Como se ve, todo imperio necesita de la colaboración de fuerzas locales -antes y después de la conquista- para triunfar y consolidarse. En el caso de Cortés y los Aztecas, este papel fue jugado por los Tlaxcaltecas, quienes ofrecieron a los españoles la superioridad numérica que su tecnología y medios no podían garantizarle. Esta alianza -vigente hasta bien entrado el siglo XVI- es presentada por el neonacionalismo español como un ejemplo de la "bondad" del Imperio Hispánico. Tanto por su aparente papel liberador frente a la tiranía azteca como por la permanencia de un poder indígena, reconocido por tratados, y semiindependiente dentro del propio virreinato de Nueva España. Un argumento anunciado a los cuatro vientos, con orgullo y fanfarrias, por los representantes del nacionalismo hispano rampante, pero que casa mal con otros aspectos de sus reivindicaciones: en concreto, el acento sobre las proezas militares españoles, en las que se subraya la exigüidad de sus fuerzas y se difumina la contribución indígena. Una colaboración sin la cual esa misma conquista nunca se habría podido obrar, como demuestra el fracaso de los españoles en extenderse fuera de los imperios indios. Tanto hacia el norte, hacia el actual territorio de los EEUU, como al sur, hacia las tierras de la Patagonia.

Se deja así de lado otro factor de no menor importancia y, en este caso, característico del Imperio Español. Si la gran mayoría de Imperios no se entrometían en la vida de las comunidades sometidas, fuera del requerir contribuciones de impuestos y soldados, junto con aceptar el poder imperial y renunciar a cualquier intento de rebelión -caso del Imperio Otomano coetáneo-, el Imperio Hispano era esencialmente intervencionista. Su celo religioso obligaba a modificar de arriba abajo las estructuras sociales y culturales indígenas, un proceso que se obró tanto de forma involuntaria como voluntaria.

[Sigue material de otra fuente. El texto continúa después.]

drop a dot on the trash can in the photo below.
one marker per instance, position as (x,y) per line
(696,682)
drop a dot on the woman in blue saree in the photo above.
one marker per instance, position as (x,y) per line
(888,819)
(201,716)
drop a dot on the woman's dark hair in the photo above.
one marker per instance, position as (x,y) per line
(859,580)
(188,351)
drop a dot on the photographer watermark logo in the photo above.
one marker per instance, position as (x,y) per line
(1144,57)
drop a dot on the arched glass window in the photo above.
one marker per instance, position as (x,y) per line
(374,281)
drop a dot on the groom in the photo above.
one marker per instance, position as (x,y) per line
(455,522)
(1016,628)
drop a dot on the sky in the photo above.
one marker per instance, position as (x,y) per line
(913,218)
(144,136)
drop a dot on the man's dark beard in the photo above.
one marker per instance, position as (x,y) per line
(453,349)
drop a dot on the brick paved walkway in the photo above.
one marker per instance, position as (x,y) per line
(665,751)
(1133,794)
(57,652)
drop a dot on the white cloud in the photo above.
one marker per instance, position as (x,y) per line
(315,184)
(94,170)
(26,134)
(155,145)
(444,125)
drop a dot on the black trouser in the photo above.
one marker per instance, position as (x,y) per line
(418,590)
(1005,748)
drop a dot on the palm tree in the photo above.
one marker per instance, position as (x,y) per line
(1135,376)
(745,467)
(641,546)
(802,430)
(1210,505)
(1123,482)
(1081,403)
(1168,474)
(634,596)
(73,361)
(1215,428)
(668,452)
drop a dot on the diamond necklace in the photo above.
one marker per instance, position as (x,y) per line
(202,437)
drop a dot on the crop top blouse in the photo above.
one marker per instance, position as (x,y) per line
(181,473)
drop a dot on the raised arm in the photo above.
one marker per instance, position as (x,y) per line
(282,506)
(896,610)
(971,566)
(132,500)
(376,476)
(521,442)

Involuntaria, por el impacto demoledor de las enfermedades infecciosas, que desarticularon las estructuras indígenas al eliminar de un plumazo segmentos enteros de población; voluntaria, por el esfuerzo de misioneros y órdenes religiosas por imponer la religión cristiana, que tornaron imposibles rituales, festivales y tradiciones milenarias. Los indígenas se vieron así obligados a abandonar sus creencias, disfrazarlas o mantenerlas en la clandestinidad, estrategias que las autoridades religiosas reconocieron como peligrosas y persiguieron por todos los medios. Así lo demuestra que documentos esenciales para nuestro conocimiento del mundo maya postcolonial, como los múltiples Chilam Balaam procedentes del Yucatán, se han conservado en los archivos catedralicios como documentos requisados a los indígenas, en su calidad de pruebas centrales de los procesos incoados contra ellos. 

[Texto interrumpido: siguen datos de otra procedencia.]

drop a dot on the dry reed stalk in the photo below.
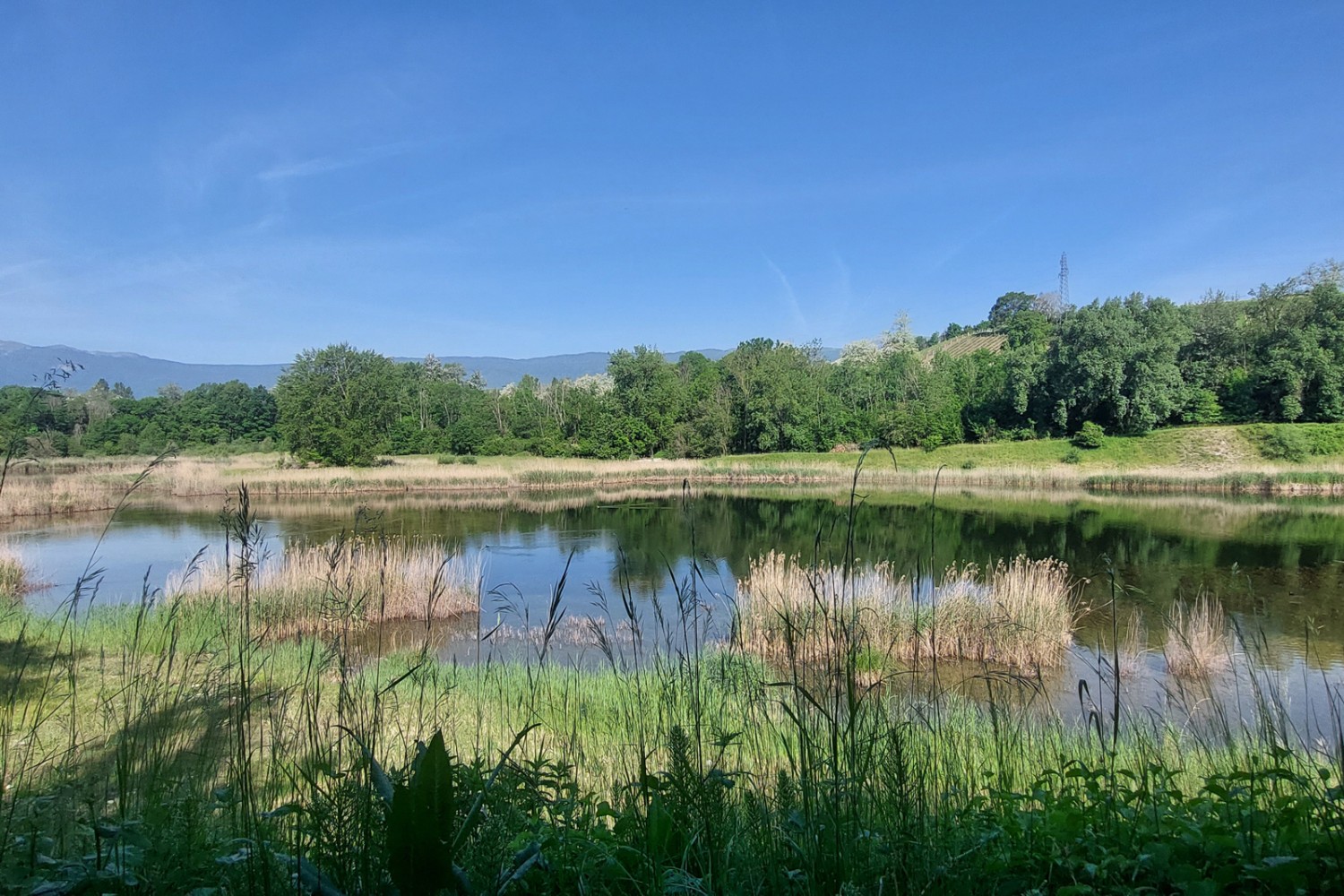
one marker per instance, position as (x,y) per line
(13,573)
(367,579)
(1018,613)
(1196,640)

Aculturación que fue impuesta a su vez -y de forma incluso más pesada- desde el mundo seglar. La existencia del régimen de encomiendas, las sucesivas reducciones o las adaptaciones coloniales de prestaciones de trabajo indígenas -como la mita-  hicieron mil pedazos el universo mental indígena. Obligados a trabajar sin descanso para un señor -o para entidades abstractas-, forzados a habitar en nuevos asentamientos, ordenados a adoptar costumbres que les eran extrañas, los indígenas adoptaron múltiples estrategias de resistencia: vagancia, escaqueo, absentismo, empecimiento, sabotaje, la huida, incluso el suicidio. Mecanismos de defensa que multiplicaron el racismo con que los los conquistadores les juzgaban, para los que los indios eran vagos e indolentes, inferiores a los peninsulares, ya que parecían incapaces de cualquier actividad productiva. Al menos de aquellas que enriquecían a sus amos españoles.